Wednesday’s meeting comes five years after Bishop James Jones, who chaired an inquiry into Hillsborough, wrote a damning report called The Patronising Disposition of Unaccountable Power.

The Government has implemented none of his recommendations.

“It is an affront to natural justice to not enact the Hillsborough Law,” Bishop Jones says.

“State agencies are lawyered up, while the families are defenceless”. He adds: “At the moment police can withhold or even destroy vital evidence.”

Labour MP Ian Byrne was 17 when he went to watch the semi-final at Hillsborough.

He had left early when the girlfriend he was watching the game with started to feel uneasy, but witnessed Liverpool fans crushed to death.

His father was injured in the tragedy. Next day Byrne awoke to find Liverpool fans had been branded murderers.

Now he has vowed to take the ­Hillsborough Law through Parliament with fellow Merseyside MP Maria Eagle, who has campaigned for many years for a Public Advocate Bill “to torpedo the cover-ups”.

They want to see all parties include the law in their manifestos. “An election may be ­imminent,” Byrne says.

More than a few tears were shed at Wednesday’s meeting as the bereaved and survivors shared the pain of how battling the state for the truth has scarred and re-traumatised them.

Hannah Brady from the Covid-19 Bereaved Familes for Justice (TIM ANDERSON)

“Not much makes me cry after what’s happened to me, but this has today,” says Hannah Brady of Covid-19 Bereaved Families for Justice.

“I’m so proud to be here. I remember learning at school about Hillsborough and contaminated blood as though it was history.

“We never think these things will happen to us.”

Ed Daffarn from Grenfell United called for “parity of arms” between victims and the state.

Jason Evans, from blood campaign group Factor 8, said: “Ours is a campaign of many sick and dying people. The fight has harmed people even more.”

Steve Purse, whose dad David was a nuclear test veteran, said the ­Government’s tactic was “Delay, deny and wait for the truth to die.”

He explained he fought on because “my son, Sasha, deserves the truth”.

As Pete Weatherby QC, who led the Hillsborough justice legal team, says, there is “something depressingly familiar about all these stories”.

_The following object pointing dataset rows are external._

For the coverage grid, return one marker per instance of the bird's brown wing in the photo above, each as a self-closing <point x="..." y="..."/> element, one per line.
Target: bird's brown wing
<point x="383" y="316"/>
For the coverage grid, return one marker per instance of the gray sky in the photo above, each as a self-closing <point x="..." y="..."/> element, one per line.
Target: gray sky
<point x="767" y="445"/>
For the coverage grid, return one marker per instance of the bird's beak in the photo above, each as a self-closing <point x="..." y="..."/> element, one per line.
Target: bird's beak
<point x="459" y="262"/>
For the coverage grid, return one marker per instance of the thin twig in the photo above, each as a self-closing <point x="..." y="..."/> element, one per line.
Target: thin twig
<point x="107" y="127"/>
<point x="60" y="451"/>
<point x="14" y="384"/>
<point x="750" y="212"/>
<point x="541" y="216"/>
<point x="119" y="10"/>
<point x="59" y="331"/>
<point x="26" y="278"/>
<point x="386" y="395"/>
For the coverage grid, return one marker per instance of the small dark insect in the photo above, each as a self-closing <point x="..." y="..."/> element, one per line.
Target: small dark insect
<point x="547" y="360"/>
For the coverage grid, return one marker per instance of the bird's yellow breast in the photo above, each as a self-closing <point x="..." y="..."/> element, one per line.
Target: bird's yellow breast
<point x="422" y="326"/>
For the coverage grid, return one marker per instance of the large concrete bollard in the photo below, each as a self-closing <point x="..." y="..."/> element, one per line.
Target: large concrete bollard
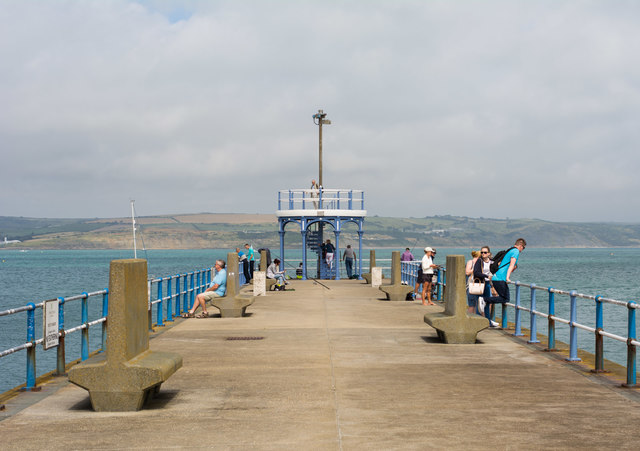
<point x="128" y="373"/>
<point x="233" y="304"/>
<point x="454" y="325"/>
<point x="396" y="291"/>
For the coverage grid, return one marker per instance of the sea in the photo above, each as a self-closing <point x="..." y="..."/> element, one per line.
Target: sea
<point x="37" y="275"/>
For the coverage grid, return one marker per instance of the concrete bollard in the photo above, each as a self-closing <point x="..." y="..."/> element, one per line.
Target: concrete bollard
<point x="128" y="373"/>
<point x="233" y="304"/>
<point x="376" y="277"/>
<point x="454" y="325"/>
<point x="372" y="263"/>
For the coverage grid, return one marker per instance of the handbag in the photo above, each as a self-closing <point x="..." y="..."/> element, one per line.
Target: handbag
<point x="476" y="287"/>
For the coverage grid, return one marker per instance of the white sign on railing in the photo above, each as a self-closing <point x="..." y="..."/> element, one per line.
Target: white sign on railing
<point x="376" y="277"/>
<point x="50" y="315"/>
<point x="259" y="283"/>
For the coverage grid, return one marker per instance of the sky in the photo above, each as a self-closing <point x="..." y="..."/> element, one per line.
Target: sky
<point x="515" y="108"/>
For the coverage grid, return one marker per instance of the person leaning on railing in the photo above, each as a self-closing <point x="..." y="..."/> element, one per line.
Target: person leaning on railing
<point x="482" y="272"/>
<point x="502" y="276"/>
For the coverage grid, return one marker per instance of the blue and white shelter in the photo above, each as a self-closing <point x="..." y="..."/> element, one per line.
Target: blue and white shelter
<point x="334" y="207"/>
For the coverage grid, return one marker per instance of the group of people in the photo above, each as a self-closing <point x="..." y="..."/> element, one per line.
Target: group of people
<point x="496" y="288"/>
<point x="478" y="269"/>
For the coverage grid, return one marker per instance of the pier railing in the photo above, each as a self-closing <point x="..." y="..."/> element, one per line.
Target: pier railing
<point x="169" y="297"/>
<point x="597" y="327"/>
<point x="320" y="199"/>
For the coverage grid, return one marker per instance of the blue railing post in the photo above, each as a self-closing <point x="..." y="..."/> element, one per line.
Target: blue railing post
<point x="192" y="295"/>
<point x="105" y="314"/>
<point x="169" y="300"/>
<point x="533" y="325"/>
<point x="504" y="320"/>
<point x="551" y="325"/>
<point x="177" y="311"/>
<point x="185" y="294"/>
<point x="631" y="349"/>
<point x="159" y="320"/>
<point x="573" y="330"/>
<point x="31" y="352"/>
<point x="85" y="331"/>
<point x="61" y="360"/>
<point x="518" y="332"/>
<point x="599" y="363"/>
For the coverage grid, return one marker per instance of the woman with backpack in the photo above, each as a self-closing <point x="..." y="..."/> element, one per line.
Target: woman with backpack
<point x="482" y="272"/>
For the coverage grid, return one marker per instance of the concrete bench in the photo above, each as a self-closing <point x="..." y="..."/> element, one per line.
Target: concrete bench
<point x="396" y="291"/>
<point x="454" y="325"/>
<point x="128" y="373"/>
<point x="234" y="304"/>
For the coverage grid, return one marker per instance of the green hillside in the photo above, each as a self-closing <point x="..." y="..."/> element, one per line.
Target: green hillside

But there is something else too.

The campaign to change the law has threaded together diverse justice campaigns, bringing together people who uniquely understand each other’s pain.

Parents who have lost children.

Children who have lost parents. People who just simply want the truth.

Together these families are ­unstoppable.

A coming together of the most extraordinary grassroots campaigners in the country.

Andy Burnham was also struck by the power of the event.

“The power of all these justice campaigns as they come together is undeniable,” he says.

Kye Gbangbola, still seeking the truth about what happened to his seven-year-old son Zane, summed it up perfectly.

“Many injustices,” he says. “One struggle”.